On compte aujourd’hui de nombreuses compagnies, créant chacune son propre univers, toujours à partir de la condition clownesque, c’est-à-dire de cette condition oxymorique du sérieux léger. Tout à la fois philosophique et poétique, le cirque convoque notre imaginaire et remet nos émotions en mouvement. Il interpelle en même temps qu’il touche. Pour le spectateur, c’est une expérience totale parce qu’il a affaire à des artistes complets. Les circassiens sont à la croisée du comédien et du danseur, du conteur et du musicien.
Spectacle pluriel, laboratoire du vivant. Entre jeux de corps et jeux de mots, le cirque nous fait surtout sentir que les aventures du corps sont des aventures de l’esprit : une idée est toujours un peu faite de fantasmes, un concept toujours un peu fait de désirs et de pulsions. Tout le cirque repose sur la présence des corps, leur fragilité et l’équilibre à jamais éphémère qu’ils ne cessent de trouver et de perdre. Présence du corps, travail du corps, communication par corps interposés…, ce spectacle est vivant parce que la corporéité y est centrale. Et dans un monde de plus en plus médiatisé et digitalisé, la leçon est d’importance.

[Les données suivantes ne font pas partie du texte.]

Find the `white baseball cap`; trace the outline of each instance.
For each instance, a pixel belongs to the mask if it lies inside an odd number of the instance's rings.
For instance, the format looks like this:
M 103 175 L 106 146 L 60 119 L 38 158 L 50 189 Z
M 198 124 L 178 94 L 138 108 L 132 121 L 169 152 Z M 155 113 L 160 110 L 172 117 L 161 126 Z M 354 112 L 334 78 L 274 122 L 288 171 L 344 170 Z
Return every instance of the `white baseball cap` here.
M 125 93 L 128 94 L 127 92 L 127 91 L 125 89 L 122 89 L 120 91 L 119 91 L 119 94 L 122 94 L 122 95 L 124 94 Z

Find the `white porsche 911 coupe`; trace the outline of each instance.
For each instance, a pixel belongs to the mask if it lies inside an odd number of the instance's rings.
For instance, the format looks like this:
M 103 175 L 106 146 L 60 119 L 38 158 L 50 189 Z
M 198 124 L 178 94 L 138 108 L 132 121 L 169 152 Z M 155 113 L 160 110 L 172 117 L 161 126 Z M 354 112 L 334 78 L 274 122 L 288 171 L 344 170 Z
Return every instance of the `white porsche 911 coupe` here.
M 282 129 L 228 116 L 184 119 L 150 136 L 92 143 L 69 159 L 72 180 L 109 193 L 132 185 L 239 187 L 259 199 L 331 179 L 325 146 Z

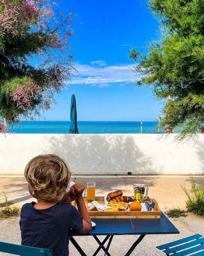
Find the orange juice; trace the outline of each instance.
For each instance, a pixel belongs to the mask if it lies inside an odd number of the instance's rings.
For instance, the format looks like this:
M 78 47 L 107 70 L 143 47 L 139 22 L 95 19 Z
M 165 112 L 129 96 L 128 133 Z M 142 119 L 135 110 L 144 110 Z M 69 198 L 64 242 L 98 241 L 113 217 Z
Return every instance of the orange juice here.
M 88 202 L 92 202 L 95 200 L 95 194 L 96 188 L 95 187 L 87 187 L 87 201 Z

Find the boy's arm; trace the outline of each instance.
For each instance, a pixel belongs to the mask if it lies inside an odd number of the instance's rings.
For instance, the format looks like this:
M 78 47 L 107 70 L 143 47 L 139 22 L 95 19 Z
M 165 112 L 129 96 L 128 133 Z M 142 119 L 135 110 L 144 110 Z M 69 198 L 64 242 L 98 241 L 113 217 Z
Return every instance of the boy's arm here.
M 91 220 L 87 211 L 86 206 L 82 196 L 79 196 L 76 200 L 78 210 L 83 218 L 83 229 L 80 233 L 88 233 L 92 229 Z

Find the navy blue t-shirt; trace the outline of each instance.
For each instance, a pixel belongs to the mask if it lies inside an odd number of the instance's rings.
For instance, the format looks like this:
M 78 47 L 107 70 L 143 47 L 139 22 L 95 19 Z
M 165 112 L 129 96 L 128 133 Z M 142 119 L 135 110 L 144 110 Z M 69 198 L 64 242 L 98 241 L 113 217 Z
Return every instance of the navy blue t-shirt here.
M 70 229 L 83 228 L 83 220 L 70 204 L 58 202 L 47 209 L 37 210 L 34 202 L 26 204 L 20 214 L 21 244 L 49 249 L 54 256 L 68 256 Z

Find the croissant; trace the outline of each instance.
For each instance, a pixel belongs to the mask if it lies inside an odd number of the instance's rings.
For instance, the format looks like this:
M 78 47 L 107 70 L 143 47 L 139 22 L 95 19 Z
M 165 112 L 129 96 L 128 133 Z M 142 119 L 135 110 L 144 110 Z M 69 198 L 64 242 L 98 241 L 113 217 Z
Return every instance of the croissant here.
M 111 199 L 114 198 L 117 196 L 120 196 L 123 195 L 123 192 L 122 190 L 117 190 L 117 191 L 115 191 L 115 192 L 112 192 L 112 193 L 109 193 L 109 194 L 108 194 L 108 196 L 106 197 L 106 200 L 108 202 L 109 202 Z M 120 201 L 117 201 L 116 202 L 121 202 Z
M 129 203 L 129 202 L 133 202 L 134 199 L 130 196 L 119 196 L 111 199 L 110 202 L 124 202 L 125 203 Z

Dans le cirque, les corps se baladent. Ils existent dans des volumes. Ils racontent des choses différentes par le surplomb ou le bord du gouffre qu’ils occupent et qui nous parle de fragilité. La mise en danger littérale ou figurative du corps – la chute faisant partie inhérente de la pratique du cirque – ramène le cirque à une humanité intemporelle, aussi vulnérable qu’extraordinaire, et peut représenter l’humain face aux questions existentielles de la vie. Allez voir un spectacle de Camille Boitel, Chloé Moglia ou de la compagnie Baro d’Evel et vous en sortirez divertis mais aussi transformés. Car, de toute son ingénuité, le cirque pose les questions les plus intimes et les plus politiques. Allez voir du cirque, et marchez sur le fil.